In an effort to understand disease-fighting responses in humans, more immune-related genes in the zebrafish need to be identified. Earlier this year, Kim and another research team focusing on the Mx and interferon proteins were the first to describe how an experimental infection of snakehead rhabdovirus developed and elicited an antiviral response in zebrafish. They focused on the symptoms of disease and the immune response in zebrafish embryos and adults.
Targeted gene disruptions can be used in conjunction with pathogen challenge to alter immunity to infection, according to the research team of scientists from UMaine, the University of Hamburg in Germany and Dalhousie University in Canada, writing in the February 2005 issue of the Journal of Virology. Differences in mortality rates, pathogenesis and gene expression may provide clues about the role of genes linked to immunity.
Kim is now collaborating with Nick Trede at the Huntsman Cancer Institute at the University of Utah to establish a transgenic (genetically modified) line of zebrafish that would have fluorescence to indicate activation of the TLR signaling pathways. When viewed using a special microscope, the mutant fish and their embryos have the potential to show scientists how the different proteins along the pathway function when the organism is compromised by disease.
Researchers also hope to identify genes that could improve or exaggerate the response of the TLR pathway.
“To identify what genes are responsible for such changes could mean that one day, we can identify humans with — or who are more susceptible to — disease,” Kim says. “Using animal models, we’re hoping to mimic the abnormality.”
That approach is at the heart of Kim’s most recent research project, funded by a more than $405,000 grant from the National Institutes of Health (NIH). She is collaborating with Dartmouth Cystic Fibrosis Research Development Program researchers to develop a zebrafish model for studying cystic fibrosis.
According to NIH’s National Human Genome Research Institute, cystic fibrosis is the most common, fatal genetic disease in the United States. About 30,000 people in the U.S. have the disease, which is caused by a single mutated gene — the Cystic Fibrosis Transmembrane Regulator (CFTR).

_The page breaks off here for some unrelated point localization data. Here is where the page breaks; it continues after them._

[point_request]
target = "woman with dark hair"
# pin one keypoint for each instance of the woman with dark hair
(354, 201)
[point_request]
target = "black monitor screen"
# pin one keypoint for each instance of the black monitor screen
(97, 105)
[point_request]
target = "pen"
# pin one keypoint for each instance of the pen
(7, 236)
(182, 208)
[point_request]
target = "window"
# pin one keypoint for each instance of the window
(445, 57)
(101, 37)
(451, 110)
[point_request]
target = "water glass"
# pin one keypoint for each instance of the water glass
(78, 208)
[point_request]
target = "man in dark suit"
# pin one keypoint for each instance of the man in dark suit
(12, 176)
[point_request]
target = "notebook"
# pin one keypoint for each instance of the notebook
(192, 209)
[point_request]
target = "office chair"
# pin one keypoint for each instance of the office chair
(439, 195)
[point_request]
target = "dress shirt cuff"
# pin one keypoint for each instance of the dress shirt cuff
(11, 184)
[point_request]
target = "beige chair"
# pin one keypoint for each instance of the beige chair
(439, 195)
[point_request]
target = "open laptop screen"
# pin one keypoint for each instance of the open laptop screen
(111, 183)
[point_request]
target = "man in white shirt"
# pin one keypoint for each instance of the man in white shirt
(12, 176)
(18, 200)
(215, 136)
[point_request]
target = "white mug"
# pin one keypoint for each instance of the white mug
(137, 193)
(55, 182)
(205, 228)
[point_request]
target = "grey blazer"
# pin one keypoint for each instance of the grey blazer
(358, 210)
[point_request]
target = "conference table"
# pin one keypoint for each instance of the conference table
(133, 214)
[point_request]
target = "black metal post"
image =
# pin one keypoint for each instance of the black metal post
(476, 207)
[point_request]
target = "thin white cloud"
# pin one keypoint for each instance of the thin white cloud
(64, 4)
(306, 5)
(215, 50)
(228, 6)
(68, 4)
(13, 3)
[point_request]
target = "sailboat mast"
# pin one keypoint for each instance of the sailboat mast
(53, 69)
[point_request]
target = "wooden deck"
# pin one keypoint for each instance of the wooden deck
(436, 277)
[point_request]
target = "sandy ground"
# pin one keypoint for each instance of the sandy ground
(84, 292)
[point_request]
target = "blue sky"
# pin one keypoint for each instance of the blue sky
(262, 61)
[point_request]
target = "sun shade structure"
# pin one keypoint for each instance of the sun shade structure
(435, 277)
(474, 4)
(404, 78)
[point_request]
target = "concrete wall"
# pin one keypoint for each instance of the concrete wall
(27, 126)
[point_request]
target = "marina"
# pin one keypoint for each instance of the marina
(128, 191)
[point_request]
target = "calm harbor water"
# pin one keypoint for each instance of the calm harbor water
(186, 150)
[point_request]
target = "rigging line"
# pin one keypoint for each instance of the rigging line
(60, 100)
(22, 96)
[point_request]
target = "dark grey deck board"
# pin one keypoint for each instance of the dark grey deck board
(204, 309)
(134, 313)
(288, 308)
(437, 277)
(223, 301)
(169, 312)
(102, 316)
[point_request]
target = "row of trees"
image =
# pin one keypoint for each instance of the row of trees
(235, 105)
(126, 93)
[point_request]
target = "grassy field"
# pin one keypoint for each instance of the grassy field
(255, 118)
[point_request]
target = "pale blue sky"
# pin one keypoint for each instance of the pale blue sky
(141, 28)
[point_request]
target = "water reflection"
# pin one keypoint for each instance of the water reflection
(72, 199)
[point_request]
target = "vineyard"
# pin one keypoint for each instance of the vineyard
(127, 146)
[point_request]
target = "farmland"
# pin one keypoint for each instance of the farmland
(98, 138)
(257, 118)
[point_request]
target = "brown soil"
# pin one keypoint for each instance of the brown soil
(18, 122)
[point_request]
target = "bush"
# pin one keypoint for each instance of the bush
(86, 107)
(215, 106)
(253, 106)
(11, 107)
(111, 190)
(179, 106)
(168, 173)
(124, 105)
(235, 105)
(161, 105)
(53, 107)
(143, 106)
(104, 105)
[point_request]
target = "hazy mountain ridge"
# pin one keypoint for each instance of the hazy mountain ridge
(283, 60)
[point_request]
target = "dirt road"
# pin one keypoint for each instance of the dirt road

In normal cells, the CFTR protein serves as a channel, allowing cells to release chloride as part of the immune response system. However, in people with cystic fibrosis, the protein is defective and the cells do not release the chloride, resulting in an improper salt balance and production of thick mucus.
In her lab, Kim will experimentally infect zebrafish with bacterial strains from cystic fibrosis patients in an effort to better understand why they are so pathogenic. The number of bacterial strains and the many CFTR gene mutations (more than 900, according to the National Human Genome Research Institute) make the microbiology portion of the project statistically strong. It is basic science that will be arduous in its compilation and analysis, but valuable. The bacteria preferentially affects cystic fibrosis patients with chronic infection that causes chronic inflammation.
“We’re hoping to determine some of the key factors of the innate immune response that contribute to the detrimental inflammatory response seen in cystic fibrosis patients,” Kim says. “If we can establish a way to control inflammation, cystic fibrosis patients will have a better outcome.”